Noble Six is slower and doesn’t jump as high. They take more damage, and deal less of it. The enemies in Halo Reach replenish, because no matter how many Covenant you kill, there’s always reinforcements just a drop ship away. Halo Reach’s ending is impactful because all of the Spartans have to sacrifice to give humanity one more day to survive against an unending adversary. It’s the perfect prequel, adding layers to an already beloved character without ever showing him. The ending of Reach gives Master Chief’s character even more purpose in the later games. The final mission of Reach has the player fight an endless hoard, with limited ammo and only what they can pick up from other fallen Spartans to survive. Eventually they loose the battle, but they already know that they’ve won the war.
What makes the ending of Portal 2 so narratively satisfying is that how well it works within itself. You play as a woman trapped in a human research and testing facility. Once upon a time, the facility was used to prepare U.S. government agents for work as inter-dimensional operatives. But the project was shelved, and now the facility’s artificial intelligence is desperate for someone to research and/or test. So both the character and the player learn to navigate the labyrinthian Aperture Science Laboratory.
Over the course of the game, you both learn how the facility works. “This is a gun that shoots portals.” “The portals can only appear on panels covered in moon dust.” “Jump through one portal, come out the other.” “Oh no this big robot monster wants to kill me.” You know, the uzshe. By the time you get to the final boss fight, the counterintuitive physics of Cave Johnson’s Aperture Labs has become second nature to both player and protagonist. In a moment of quick thinking, the player launches her nemesis into outer space3 and becomes unto a god to a bunch of cute little robo-guys. Click above to see the whole thing for yourself.

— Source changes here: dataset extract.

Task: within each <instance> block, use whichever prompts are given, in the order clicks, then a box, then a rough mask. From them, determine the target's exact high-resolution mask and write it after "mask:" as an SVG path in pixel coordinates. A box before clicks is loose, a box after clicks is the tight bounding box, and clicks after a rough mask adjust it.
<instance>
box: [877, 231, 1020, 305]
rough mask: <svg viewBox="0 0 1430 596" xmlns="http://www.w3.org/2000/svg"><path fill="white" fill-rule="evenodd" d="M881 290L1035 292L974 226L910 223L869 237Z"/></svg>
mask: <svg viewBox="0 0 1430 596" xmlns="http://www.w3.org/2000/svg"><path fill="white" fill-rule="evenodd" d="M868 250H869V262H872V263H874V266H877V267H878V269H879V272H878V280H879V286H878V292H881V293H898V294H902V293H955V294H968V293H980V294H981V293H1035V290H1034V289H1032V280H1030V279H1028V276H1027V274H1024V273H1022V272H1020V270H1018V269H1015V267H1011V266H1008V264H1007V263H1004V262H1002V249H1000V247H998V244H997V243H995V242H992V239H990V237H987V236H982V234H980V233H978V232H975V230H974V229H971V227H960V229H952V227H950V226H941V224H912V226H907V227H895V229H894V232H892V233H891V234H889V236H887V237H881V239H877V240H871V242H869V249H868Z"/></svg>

Splinter Cell Conviction Co-op Campaign
Splinter Cell Conviction may be a surprising addition to this list, and the co-op campaign even more so. To be clear the single player campaign isn’t bad — just sort of generic for the stealth shooter genre. The gameplay is fun in both single player and co-op but it’s not why its making this list. The single player and co op campaign are different stories, with the co-op story leading into the events of the single player campaign. But at the end of its six hour run-time, it presents an unexpected final boss: your co-op partner. Twelve years later, I still vividly remember experiencing this shift first hand and it was such a fun and clever idea I had to mention it here.
There is no ending more brutal and gutting on this list than the ending to SOMA. The end of this game is like getting the wind knocked out of you by the hand of God. Players begin the game as a man named Simon living in modern times. But when he wakes up 100 years in the future, at the bottom of the ocean, he has some questions. Over the length of the game, players peel away the many layers of the games futuristic sci-fi narrative.
This is a world in which consciousness can be cloned. And humanity’s last chance for survival is to get all of these cloned consciousnesses onto a satellite’s mainframe and out into space. And that’s exactly what happens. In the final, nail-biting moments of the game, Simon uploads a clone of his own consciousness onto the satellite and launches it into space. But — rather unexpectedly — the original version of his consciousness is left to die in the cold dark of the ocean floor. Woof.
Note to self, write Chrono Trigger Endings Ranked and link it here.
Hi, Ryley here, writing footnotes in Fred’s part of the article. I’d like to humbly put forth Doom Guy as a nominee for cooler, more bad ass guy in green armor.
I think the technical term is “spaces” them.